NGC | Catalog
CatalogResourcesSpeech to Text Notebook

Speech to Text Notebook

Logo for Speech to Text Notebook
Description
End to End workflow for speech to text training with TLT and deployment using Jarvis.
Publisher
NVIDIA
Latest Version
v1.0
Modified
April 4, 2023
Compressed Size
33.88 KB

Automatic Speech Recognition

ASR, or Automatic Speech Recognition, refers to the problem of getting a program to automatically transcribe spoken language (speech-to-text). Our goal is usually to have a model that minimizes the Word Error Rate (WER) metric when transcribing speech input. In other words, given some audio file (e.g. a WAV file) containing speech.

The best place to get started with TLT - ASR would be the TLT - ASR jupyter notebooks sample enclosed in this sample. This resource has two notebooks included.

  1. Training: Sample workflow for training an ASR model and export the model to a .ejrvs file
  2. Deployment: Sample workflow to consume the .ejrvs file and deploy it to Jarvis.

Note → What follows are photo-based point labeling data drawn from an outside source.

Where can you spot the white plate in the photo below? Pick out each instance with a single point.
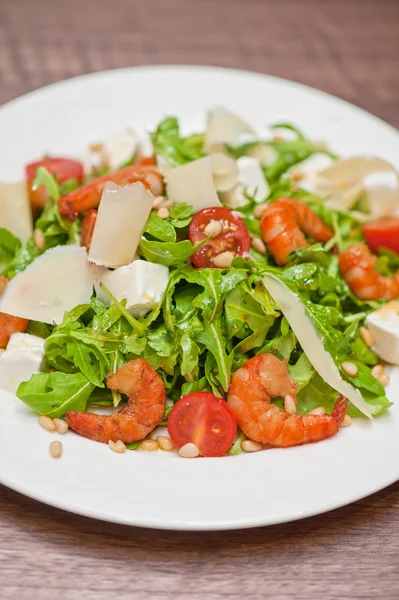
(161, 490)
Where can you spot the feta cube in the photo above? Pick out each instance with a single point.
(383, 324)
(21, 359)
(142, 283)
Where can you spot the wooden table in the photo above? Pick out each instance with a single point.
(349, 48)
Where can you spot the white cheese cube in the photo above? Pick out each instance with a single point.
(20, 360)
(251, 176)
(383, 324)
(142, 283)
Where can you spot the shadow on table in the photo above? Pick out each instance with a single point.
(87, 536)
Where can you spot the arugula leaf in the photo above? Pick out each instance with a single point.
(54, 394)
(168, 253)
(160, 229)
(24, 255)
(212, 338)
(9, 245)
(167, 142)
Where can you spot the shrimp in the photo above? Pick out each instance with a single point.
(8, 323)
(357, 266)
(145, 408)
(264, 377)
(89, 195)
(283, 223)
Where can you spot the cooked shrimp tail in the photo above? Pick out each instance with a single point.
(357, 266)
(253, 386)
(284, 223)
(145, 408)
(8, 323)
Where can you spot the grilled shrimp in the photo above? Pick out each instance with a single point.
(357, 266)
(283, 223)
(89, 195)
(264, 377)
(144, 410)
(8, 323)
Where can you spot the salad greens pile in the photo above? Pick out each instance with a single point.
(210, 321)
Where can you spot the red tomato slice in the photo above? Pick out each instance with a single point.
(205, 420)
(233, 235)
(88, 224)
(62, 168)
(383, 233)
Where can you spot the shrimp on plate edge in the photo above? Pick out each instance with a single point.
(253, 386)
(144, 410)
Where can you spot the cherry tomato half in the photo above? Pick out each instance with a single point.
(231, 235)
(205, 420)
(62, 168)
(88, 224)
(383, 233)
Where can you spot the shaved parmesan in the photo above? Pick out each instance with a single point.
(252, 183)
(225, 171)
(193, 183)
(251, 177)
(265, 154)
(141, 283)
(52, 284)
(122, 215)
(22, 358)
(224, 127)
(312, 345)
(15, 210)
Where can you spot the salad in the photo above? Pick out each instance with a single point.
(214, 293)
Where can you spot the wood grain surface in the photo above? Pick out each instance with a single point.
(349, 48)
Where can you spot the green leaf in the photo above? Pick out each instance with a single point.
(213, 339)
(168, 253)
(9, 245)
(24, 255)
(177, 150)
(160, 229)
(54, 394)
(189, 366)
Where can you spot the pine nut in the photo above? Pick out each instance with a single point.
(289, 405)
(223, 260)
(213, 228)
(251, 446)
(377, 371)
(47, 423)
(349, 368)
(347, 421)
(189, 451)
(319, 411)
(165, 443)
(258, 245)
(366, 336)
(55, 449)
(149, 445)
(118, 446)
(163, 213)
(39, 239)
(384, 379)
(258, 210)
(158, 201)
(166, 204)
(61, 426)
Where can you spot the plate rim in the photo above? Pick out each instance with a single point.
(159, 523)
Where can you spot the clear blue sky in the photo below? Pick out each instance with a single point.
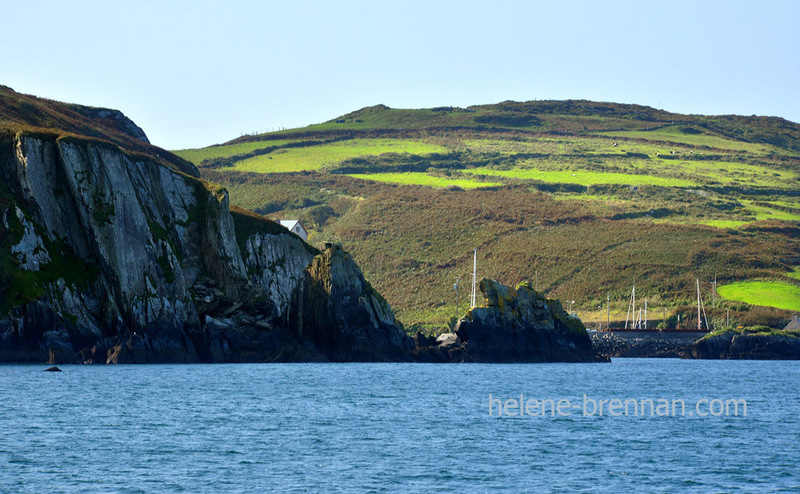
(194, 73)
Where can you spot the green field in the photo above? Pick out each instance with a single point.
(776, 294)
(674, 134)
(316, 157)
(197, 156)
(419, 178)
(581, 177)
(581, 196)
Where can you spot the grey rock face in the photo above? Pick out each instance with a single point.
(513, 325)
(30, 251)
(346, 319)
(166, 279)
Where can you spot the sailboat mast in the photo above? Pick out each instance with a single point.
(474, 276)
(645, 313)
(699, 328)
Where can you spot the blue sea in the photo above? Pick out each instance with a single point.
(401, 428)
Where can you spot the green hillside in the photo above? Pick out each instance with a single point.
(577, 196)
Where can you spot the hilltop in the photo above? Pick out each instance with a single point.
(578, 197)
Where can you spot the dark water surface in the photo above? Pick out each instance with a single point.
(395, 427)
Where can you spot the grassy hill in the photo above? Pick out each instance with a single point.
(579, 197)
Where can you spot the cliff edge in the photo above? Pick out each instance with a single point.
(512, 325)
(110, 254)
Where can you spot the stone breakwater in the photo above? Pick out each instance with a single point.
(609, 345)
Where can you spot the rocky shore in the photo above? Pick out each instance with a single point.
(512, 325)
(609, 345)
(753, 344)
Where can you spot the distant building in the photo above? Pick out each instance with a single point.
(795, 324)
(295, 227)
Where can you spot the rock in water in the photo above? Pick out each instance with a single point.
(515, 325)
(343, 316)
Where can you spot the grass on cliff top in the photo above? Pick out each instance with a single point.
(778, 294)
(693, 137)
(316, 157)
(197, 156)
(419, 178)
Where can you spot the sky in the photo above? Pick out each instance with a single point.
(195, 73)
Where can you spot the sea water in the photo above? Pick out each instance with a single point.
(402, 427)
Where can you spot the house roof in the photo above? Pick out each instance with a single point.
(289, 224)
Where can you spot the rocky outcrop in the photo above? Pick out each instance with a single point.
(343, 316)
(609, 345)
(512, 325)
(755, 345)
(108, 256)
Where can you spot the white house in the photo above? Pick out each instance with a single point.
(295, 227)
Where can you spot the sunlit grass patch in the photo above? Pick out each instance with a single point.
(197, 156)
(765, 213)
(316, 157)
(778, 294)
(582, 177)
(676, 135)
(420, 178)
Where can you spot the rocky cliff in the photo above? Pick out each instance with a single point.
(512, 325)
(109, 254)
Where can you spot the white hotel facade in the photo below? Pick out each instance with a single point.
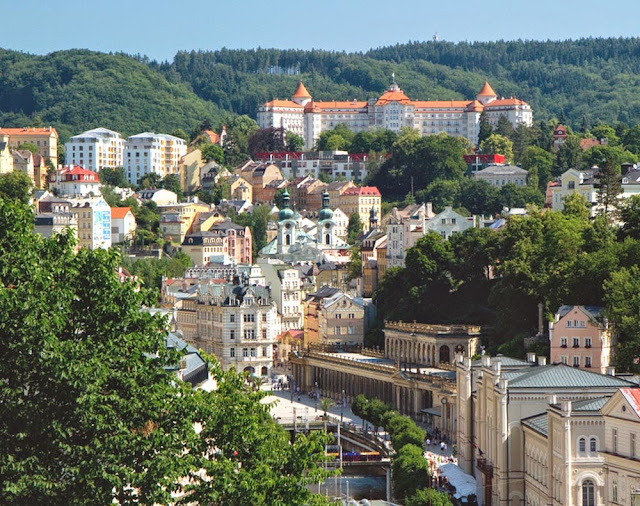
(95, 149)
(148, 152)
(392, 110)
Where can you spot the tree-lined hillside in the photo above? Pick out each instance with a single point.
(79, 90)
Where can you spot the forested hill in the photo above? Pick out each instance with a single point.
(589, 79)
(78, 90)
(596, 79)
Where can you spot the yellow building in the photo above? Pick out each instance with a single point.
(45, 138)
(361, 200)
(176, 219)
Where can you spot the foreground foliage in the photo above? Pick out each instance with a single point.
(91, 415)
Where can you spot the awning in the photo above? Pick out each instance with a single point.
(436, 411)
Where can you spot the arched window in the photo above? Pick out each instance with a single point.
(582, 445)
(588, 493)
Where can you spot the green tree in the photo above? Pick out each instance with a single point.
(539, 162)
(114, 177)
(410, 471)
(85, 422)
(212, 153)
(498, 144)
(354, 228)
(15, 186)
(428, 497)
(294, 142)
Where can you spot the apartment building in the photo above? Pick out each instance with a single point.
(95, 149)
(149, 152)
(44, 138)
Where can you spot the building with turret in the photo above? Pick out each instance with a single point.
(392, 110)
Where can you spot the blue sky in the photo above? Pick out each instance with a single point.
(160, 28)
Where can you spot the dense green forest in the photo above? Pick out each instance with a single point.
(79, 90)
(592, 79)
(586, 81)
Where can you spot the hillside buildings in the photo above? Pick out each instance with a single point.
(95, 149)
(44, 138)
(392, 110)
(236, 321)
(148, 153)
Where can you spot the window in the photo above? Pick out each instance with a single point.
(588, 493)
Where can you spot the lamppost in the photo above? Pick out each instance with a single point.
(315, 396)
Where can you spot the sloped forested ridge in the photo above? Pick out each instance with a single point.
(77, 90)
(581, 82)
(587, 79)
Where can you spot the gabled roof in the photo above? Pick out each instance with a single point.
(301, 92)
(117, 213)
(632, 395)
(564, 376)
(487, 91)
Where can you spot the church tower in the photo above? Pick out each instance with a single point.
(287, 226)
(326, 225)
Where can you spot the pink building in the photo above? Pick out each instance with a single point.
(579, 336)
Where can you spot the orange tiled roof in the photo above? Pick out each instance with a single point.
(505, 102)
(283, 103)
(118, 213)
(437, 104)
(301, 92)
(340, 105)
(487, 91)
(29, 131)
(393, 96)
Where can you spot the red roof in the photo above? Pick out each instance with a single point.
(487, 91)
(29, 131)
(364, 190)
(117, 213)
(301, 92)
(633, 397)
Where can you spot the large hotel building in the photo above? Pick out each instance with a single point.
(393, 110)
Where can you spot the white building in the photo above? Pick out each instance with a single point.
(95, 149)
(286, 288)
(500, 175)
(392, 110)
(149, 152)
(74, 181)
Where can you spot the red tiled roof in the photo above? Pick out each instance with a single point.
(117, 213)
(632, 395)
(364, 190)
(487, 91)
(301, 92)
(28, 131)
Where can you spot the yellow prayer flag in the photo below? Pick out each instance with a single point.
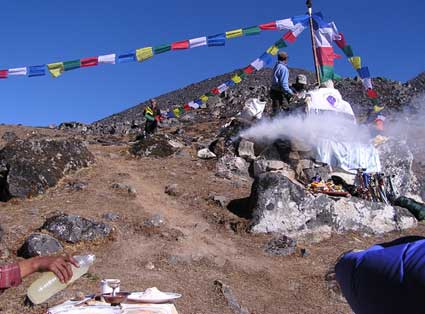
(176, 112)
(56, 69)
(235, 33)
(273, 50)
(204, 98)
(237, 79)
(143, 54)
(356, 62)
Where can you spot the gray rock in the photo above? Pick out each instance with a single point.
(35, 165)
(229, 166)
(39, 244)
(246, 150)
(281, 246)
(281, 206)
(74, 229)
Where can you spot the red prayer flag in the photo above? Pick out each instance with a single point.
(89, 62)
(268, 26)
(325, 56)
(249, 69)
(290, 37)
(180, 45)
(4, 73)
(372, 93)
(341, 43)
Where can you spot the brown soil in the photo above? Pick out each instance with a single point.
(199, 242)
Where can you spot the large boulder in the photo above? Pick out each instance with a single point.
(74, 229)
(29, 167)
(39, 244)
(283, 207)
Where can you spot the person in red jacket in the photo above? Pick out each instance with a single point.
(11, 275)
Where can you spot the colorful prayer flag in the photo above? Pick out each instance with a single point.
(273, 50)
(127, 57)
(356, 62)
(162, 48)
(89, 62)
(4, 74)
(178, 45)
(216, 40)
(269, 26)
(364, 72)
(198, 42)
(348, 51)
(107, 59)
(341, 43)
(143, 54)
(56, 69)
(285, 24)
(36, 70)
(236, 78)
(289, 37)
(253, 30)
(71, 65)
(235, 33)
(18, 71)
(372, 93)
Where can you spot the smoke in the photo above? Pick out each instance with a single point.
(308, 129)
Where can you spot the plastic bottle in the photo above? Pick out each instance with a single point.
(48, 284)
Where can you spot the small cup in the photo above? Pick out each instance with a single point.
(105, 288)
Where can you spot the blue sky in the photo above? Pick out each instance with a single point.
(388, 35)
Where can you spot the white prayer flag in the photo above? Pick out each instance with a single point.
(107, 59)
(198, 42)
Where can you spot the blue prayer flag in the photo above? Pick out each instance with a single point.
(36, 70)
(216, 40)
(127, 57)
(364, 72)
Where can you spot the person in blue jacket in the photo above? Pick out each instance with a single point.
(385, 278)
(280, 92)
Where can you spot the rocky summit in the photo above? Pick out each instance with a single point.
(230, 222)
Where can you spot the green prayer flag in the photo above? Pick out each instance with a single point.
(162, 48)
(280, 44)
(326, 73)
(348, 51)
(71, 65)
(254, 30)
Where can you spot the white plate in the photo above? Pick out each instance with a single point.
(163, 297)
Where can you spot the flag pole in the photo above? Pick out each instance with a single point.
(313, 43)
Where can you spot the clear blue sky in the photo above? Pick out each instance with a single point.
(388, 35)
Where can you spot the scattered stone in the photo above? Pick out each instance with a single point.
(34, 165)
(124, 188)
(111, 216)
(39, 244)
(154, 221)
(281, 246)
(205, 153)
(172, 189)
(230, 298)
(74, 229)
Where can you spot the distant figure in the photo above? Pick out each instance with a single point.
(11, 275)
(280, 92)
(386, 278)
(152, 115)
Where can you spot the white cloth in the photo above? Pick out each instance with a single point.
(198, 42)
(107, 59)
(348, 156)
(328, 99)
(258, 64)
(285, 24)
(18, 71)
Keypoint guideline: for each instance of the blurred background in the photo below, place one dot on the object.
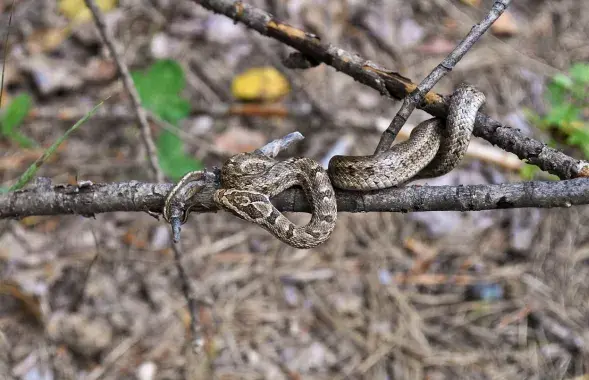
(433, 295)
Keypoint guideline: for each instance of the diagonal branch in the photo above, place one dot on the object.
(393, 85)
(416, 97)
(90, 199)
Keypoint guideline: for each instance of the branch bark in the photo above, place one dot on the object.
(90, 199)
(394, 85)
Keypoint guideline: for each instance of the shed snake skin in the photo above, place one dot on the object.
(249, 180)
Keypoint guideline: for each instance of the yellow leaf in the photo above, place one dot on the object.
(45, 40)
(260, 83)
(76, 9)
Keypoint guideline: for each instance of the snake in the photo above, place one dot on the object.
(434, 148)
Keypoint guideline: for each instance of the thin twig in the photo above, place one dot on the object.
(191, 301)
(6, 50)
(140, 196)
(394, 85)
(416, 97)
(145, 131)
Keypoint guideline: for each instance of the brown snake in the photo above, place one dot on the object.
(249, 180)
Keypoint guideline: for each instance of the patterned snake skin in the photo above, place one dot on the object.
(249, 180)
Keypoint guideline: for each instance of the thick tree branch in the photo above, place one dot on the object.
(90, 199)
(393, 85)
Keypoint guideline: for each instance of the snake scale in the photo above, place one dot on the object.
(249, 180)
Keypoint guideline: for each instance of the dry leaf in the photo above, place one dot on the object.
(472, 3)
(46, 40)
(237, 140)
(260, 83)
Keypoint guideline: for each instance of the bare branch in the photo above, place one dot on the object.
(157, 173)
(140, 196)
(394, 85)
(411, 101)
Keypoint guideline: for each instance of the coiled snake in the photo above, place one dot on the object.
(249, 180)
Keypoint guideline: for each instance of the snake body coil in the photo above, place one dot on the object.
(249, 180)
(433, 149)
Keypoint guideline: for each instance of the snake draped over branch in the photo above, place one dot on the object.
(249, 180)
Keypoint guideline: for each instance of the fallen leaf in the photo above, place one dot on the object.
(472, 3)
(237, 140)
(437, 45)
(46, 40)
(99, 70)
(260, 83)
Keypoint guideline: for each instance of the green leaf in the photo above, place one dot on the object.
(14, 114)
(580, 138)
(528, 172)
(562, 81)
(173, 161)
(30, 172)
(159, 87)
(580, 73)
(556, 94)
(562, 114)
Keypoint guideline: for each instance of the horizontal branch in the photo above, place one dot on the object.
(90, 199)
(393, 85)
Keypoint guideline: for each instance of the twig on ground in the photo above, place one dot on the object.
(394, 85)
(140, 196)
(417, 95)
(146, 136)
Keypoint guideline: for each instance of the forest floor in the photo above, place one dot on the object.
(434, 295)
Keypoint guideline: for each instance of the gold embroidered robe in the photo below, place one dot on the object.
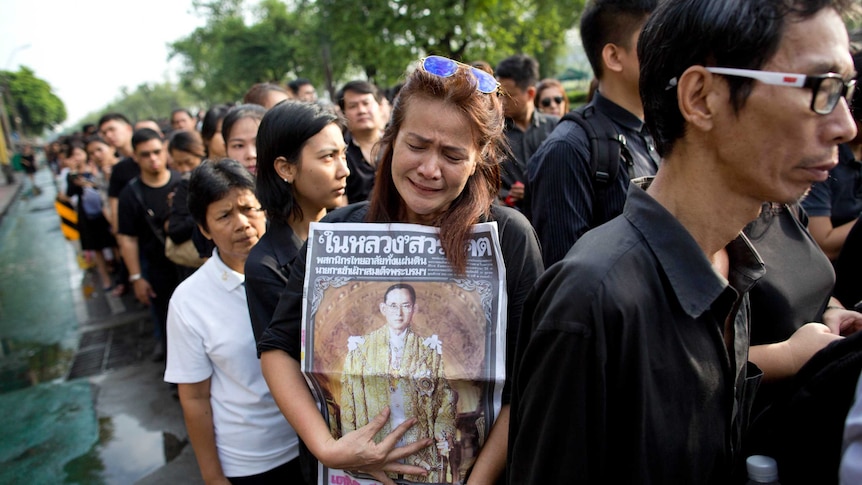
(366, 390)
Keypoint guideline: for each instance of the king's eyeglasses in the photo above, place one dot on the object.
(395, 307)
(826, 89)
(546, 102)
(445, 67)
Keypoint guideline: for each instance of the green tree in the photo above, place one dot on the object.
(329, 41)
(33, 107)
(150, 101)
(226, 56)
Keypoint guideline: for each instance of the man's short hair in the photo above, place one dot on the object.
(182, 110)
(520, 68)
(144, 135)
(113, 117)
(606, 22)
(742, 34)
(360, 87)
(298, 83)
(401, 286)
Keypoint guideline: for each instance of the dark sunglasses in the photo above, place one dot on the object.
(547, 101)
(445, 67)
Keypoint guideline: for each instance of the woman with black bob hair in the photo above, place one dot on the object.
(301, 172)
(211, 131)
(440, 166)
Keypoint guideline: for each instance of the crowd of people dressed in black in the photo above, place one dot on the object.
(670, 248)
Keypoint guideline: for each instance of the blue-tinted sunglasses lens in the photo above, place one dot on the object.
(487, 83)
(445, 67)
(440, 66)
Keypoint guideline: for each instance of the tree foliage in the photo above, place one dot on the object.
(330, 41)
(148, 101)
(32, 104)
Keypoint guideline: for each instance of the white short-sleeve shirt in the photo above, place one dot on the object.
(210, 336)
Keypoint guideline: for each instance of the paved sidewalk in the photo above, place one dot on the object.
(80, 399)
(8, 194)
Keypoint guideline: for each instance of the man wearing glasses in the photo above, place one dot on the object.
(637, 368)
(408, 378)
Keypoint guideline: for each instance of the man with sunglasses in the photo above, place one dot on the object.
(637, 369)
(567, 200)
(526, 128)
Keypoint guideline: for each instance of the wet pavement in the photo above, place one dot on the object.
(80, 399)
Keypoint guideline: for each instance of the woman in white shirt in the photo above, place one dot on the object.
(238, 433)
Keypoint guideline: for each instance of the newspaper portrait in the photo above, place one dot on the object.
(387, 323)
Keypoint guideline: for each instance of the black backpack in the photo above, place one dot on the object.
(803, 428)
(607, 148)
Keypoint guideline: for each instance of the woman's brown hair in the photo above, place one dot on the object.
(485, 114)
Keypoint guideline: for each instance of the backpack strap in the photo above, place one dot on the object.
(150, 216)
(607, 149)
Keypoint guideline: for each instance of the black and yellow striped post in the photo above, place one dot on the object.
(68, 219)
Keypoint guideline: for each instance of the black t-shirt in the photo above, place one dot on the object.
(29, 163)
(122, 173)
(133, 218)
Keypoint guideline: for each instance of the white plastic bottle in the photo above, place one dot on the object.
(762, 470)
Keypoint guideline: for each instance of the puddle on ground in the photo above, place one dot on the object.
(25, 364)
(125, 453)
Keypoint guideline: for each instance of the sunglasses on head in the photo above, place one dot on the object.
(547, 101)
(445, 67)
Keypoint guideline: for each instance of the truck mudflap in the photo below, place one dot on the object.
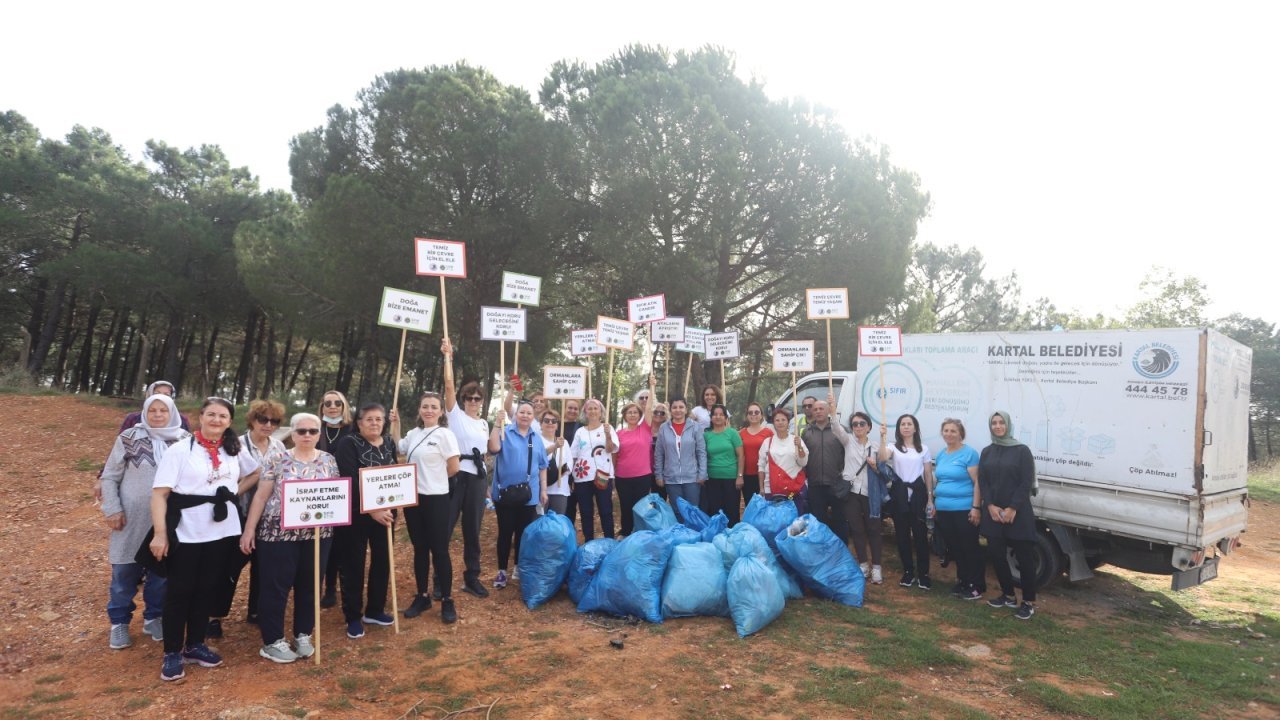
(1193, 577)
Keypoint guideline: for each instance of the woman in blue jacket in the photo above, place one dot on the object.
(680, 456)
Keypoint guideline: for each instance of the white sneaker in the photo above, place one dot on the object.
(278, 651)
(302, 646)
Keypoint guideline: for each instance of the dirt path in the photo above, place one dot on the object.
(552, 662)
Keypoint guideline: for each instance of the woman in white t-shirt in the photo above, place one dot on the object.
(912, 500)
(594, 445)
(557, 461)
(434, 450)
(196, 525)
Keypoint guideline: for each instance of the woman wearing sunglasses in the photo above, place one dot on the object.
(336, 417)
(286, 556)
(264, 419)
(469, 490)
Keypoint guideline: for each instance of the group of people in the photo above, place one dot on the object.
(188, 509)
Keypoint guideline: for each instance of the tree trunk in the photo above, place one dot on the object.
(242, 376)
(85, 364)
(65, 346)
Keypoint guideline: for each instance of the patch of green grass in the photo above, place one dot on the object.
(48, 697)
(1265, 481)
(428, 646)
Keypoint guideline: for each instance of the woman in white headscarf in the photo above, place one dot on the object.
(126, 484)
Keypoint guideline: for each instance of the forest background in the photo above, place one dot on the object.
(649, 172)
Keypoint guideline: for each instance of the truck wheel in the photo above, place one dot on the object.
(1048, 561)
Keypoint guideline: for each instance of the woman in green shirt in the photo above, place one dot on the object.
(723, 490)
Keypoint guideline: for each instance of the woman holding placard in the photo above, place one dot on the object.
(593, 450)
(680, 460)
(557, 463)
(519, 481)
(753, 437)
(336, 417)
(635, 458)
(434, 450)
(127, 479)
(702, 414)
(196, 540)
(912, 499)
(723, 488)
(284, 557)
(368, 447)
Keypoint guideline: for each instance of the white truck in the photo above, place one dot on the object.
(1141, 437)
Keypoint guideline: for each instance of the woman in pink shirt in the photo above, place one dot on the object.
(634, 460)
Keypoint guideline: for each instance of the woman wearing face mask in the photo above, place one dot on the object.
(193, 538)
(434, 450)
(635, 458)
(127, 479)
(1006, 474)
(286, 556)
(912, 499)
(520, 460)
(336, 415)
(593, 450)
(680, 459)
(368, 447)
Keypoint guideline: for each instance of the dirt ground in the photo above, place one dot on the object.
(552, 662)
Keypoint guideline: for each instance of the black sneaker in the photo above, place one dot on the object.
(475, 588)
(420, 605)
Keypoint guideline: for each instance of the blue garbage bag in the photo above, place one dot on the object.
(652, 513)
(769, 516)
(740, 541)
(547, 550)
(716, 525)
(629, 582)
(680, 534)
(691, 515)
(695, 582)
(754, 596)
(586, 561)
(822, 561)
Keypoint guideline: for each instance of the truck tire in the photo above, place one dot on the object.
(1048, 561)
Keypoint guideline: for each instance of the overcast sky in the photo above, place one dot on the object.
(1078, 144)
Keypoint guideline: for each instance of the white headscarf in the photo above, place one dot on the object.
(161, 437)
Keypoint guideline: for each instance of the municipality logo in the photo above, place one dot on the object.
(1155, 360)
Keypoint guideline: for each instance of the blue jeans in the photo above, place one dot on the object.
(691, 492)
(124, 587)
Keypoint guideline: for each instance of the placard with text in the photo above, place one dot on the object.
(315, 504)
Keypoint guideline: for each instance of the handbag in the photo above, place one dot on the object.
(520, 493)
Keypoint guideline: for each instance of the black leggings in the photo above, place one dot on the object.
(196, 573)
(511, 524)
(429, 531)
(630, 492)
(997, 547)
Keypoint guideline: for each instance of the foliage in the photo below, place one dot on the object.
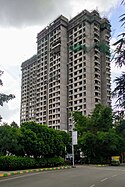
(17, 163)
(32, 139)
(97, 138)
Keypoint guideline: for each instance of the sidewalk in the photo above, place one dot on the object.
(10, 173)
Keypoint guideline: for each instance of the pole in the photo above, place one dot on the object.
(72, 155)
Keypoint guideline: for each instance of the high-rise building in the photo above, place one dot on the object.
(71, 71)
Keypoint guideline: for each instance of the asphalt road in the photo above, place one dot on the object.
(81, 176)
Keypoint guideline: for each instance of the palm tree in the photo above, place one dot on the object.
(119, 91)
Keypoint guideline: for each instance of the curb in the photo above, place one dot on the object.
(33, 170)
(99, 165)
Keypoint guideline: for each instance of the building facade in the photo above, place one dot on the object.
(70, 72)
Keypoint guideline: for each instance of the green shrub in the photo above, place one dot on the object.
(9, 163)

If you are a seasoned Conversation AI developer we recommend installing TLT and referring to the TLT documentation for detailed information.

Pre-Requisites

Please make sure to install the following before proceeding further:

  • python 3.6.9
  • docker-ce > 19.03.5
  • docker-API 1.40
  • nvidia-container-toolkit > 1.3.0-1
  • nvidia-container-runtime > 3.4.0-1
  • nvidia-docker2 > 2.5.0-1
  • nvidia-driver >= 455.23

Note: A compatible NVIDIA GPU would be required.

Installation

We recommend that you install TLT inside a virtual environment. The steps to do the same are as follows

virtualenv -p python3 <name of venv>
source <name of venv>/bin/activate
pip install jupyter notebook # If you need to run the notebooks

TLT is python package that is hosted in nvidia python package index. You may install by using python’s package manager, pip.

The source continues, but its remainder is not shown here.